A common misconception is that German officers were heel-clicking automatons shouting “Jawohl, Herr General!” and sending the soldiers into enemy gunfire. In countless movies, the officers and soldiers appear unimaginative and acting out orders to the letter. Nothing could be further from the truth. The German Army used (and still use) a doctrine called “Auftragstaktik” – mission-type tactics. It wasn’t something new; the concept had been around since the Napoleonic Wars, but the Germans took it to heart. Instead of having superior officers giving specific orders on how to execute a mission, the German commanders gave their subordinates a specific goal, the resources to achieve it with, and a time frame. “Captain, you are to take the three bunkers on Hill 213. You have a rifle company, a platoon of combat engineers, and support from the regimental mortars at your disposal. This mission is to be finished no later than 1400 hours. Questions?”

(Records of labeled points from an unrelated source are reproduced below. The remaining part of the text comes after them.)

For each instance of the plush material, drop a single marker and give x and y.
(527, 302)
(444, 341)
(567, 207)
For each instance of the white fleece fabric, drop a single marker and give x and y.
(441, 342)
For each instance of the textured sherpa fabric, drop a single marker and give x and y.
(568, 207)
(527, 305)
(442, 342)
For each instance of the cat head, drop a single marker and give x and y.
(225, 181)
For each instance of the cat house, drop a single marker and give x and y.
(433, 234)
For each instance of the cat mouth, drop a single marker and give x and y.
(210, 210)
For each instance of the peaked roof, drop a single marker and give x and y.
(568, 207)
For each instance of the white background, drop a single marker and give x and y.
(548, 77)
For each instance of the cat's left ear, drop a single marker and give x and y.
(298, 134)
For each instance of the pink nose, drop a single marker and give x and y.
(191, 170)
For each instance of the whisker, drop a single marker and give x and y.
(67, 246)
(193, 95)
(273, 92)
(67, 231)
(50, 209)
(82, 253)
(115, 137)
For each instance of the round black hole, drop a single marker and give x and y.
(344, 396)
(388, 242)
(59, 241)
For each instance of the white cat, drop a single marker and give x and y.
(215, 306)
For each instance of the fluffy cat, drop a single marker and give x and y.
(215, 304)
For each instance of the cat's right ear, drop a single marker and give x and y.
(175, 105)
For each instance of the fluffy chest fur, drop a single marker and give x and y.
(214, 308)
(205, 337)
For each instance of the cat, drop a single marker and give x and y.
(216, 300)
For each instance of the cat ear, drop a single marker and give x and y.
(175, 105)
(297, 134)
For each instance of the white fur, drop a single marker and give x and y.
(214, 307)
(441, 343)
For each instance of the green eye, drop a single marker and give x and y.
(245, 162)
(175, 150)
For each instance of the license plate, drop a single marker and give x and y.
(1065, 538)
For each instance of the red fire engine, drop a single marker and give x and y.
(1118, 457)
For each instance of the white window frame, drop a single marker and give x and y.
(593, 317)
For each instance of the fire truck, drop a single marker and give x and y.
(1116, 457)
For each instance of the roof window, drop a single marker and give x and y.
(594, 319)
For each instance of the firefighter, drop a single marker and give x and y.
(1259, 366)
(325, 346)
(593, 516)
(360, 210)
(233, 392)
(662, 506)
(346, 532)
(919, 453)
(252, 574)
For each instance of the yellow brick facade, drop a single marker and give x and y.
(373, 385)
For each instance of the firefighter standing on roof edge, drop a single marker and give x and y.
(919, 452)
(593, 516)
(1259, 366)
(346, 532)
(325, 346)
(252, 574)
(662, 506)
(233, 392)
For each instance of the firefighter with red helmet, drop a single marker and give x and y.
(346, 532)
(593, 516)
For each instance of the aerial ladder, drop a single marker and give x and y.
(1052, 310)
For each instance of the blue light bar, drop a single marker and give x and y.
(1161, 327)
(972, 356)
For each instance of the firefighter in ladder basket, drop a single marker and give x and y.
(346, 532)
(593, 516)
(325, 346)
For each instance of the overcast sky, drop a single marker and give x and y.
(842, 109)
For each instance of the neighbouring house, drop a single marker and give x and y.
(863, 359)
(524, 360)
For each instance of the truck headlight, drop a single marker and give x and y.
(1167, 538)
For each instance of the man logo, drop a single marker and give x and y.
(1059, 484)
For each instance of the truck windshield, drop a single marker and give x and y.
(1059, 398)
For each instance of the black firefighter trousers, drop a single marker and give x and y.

With the commanding officer planning and executing the mission, a greater degree of flexibility was achieved. If some unforeseen event occurred, the officer didn’t have to check back for updated orders, losing momentum in the process. He could modify his plan on the spot, living up to the German military proverb that “it’s better to do something, than to wait”, meaning that even if an immediate decision could turn out to be less than optimal in retrospect, it was better to act than to wait for orders and miss an opportunity. By acting on opportunities, the mission could turn into a greater success than originally planned. The US and British armies had a much more top-down chain of command, which made officers at lower levels less flexible. Coupled with the German ability to form Kampfgruppen, ad hoc combat commands made up from available troops, this made for an opponent that proved to be tougher than the Allies expected.
So, instead of having “Prussian” officers rigidly following orders, the Germans influenced post-war officer training in other armies. Mission-type tactics are pretty much the norm today, more than two centuries after the concept began to take root.